Nach acht Jahren gab es wieder Ski-Weltcuprennen in St. Anton. Welche Bilanz ziehen Sie trotz der Corona-Einschränkungen?

Peter Mall: Es war eine großartige Veranstaltung – auch wenn uns die Zuschauer natürlich fehlten. Die Vorbereitungsarbeiten haben gefruchtet und endlich hatte der Herrgott wettertechnisch auch ein Einsehen mit uns.

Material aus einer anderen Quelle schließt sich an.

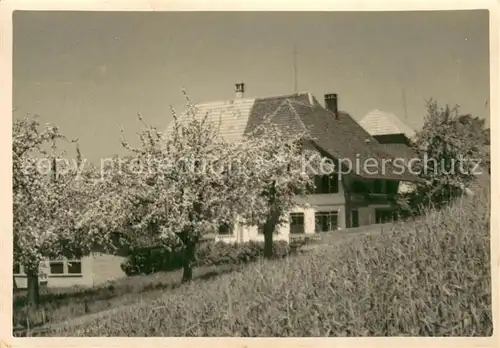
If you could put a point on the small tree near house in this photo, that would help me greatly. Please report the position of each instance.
(49, 201)
(451, 149)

Es war wirklich spektakulär, St. Anton hat sich gut präsentiert.

Hat der Weltcup den Wintertourismus etwas retten können?

Mall: Wir haben zumindest ein tolles Signal ausgesendet. Man sieht, man kann Sport im Freien betreiben, und ich glaube, die Sehnsucht nach Sport im Freien ist groß. Wir haben bewiesen, es ist machbar.

Ist der nächste Weltcuptermin fixiert?

Mall: Ja, am 14. und 15. Jänner 2023 tragen wir eine Abfahrt und eine Kombination aus. Dazu kommt auch die Junioren-WM in zwei Jahren. Nächstes Jahr werden wir Europacuprennen haben. St. Anton ist im Rennsport zurück. Wir werden das auch zelebrieren und uns auch engagieren. Ich bin überzeugt, dass St. Anton in Zukunft wieder eine große Rolle im Weltcup spielen wird.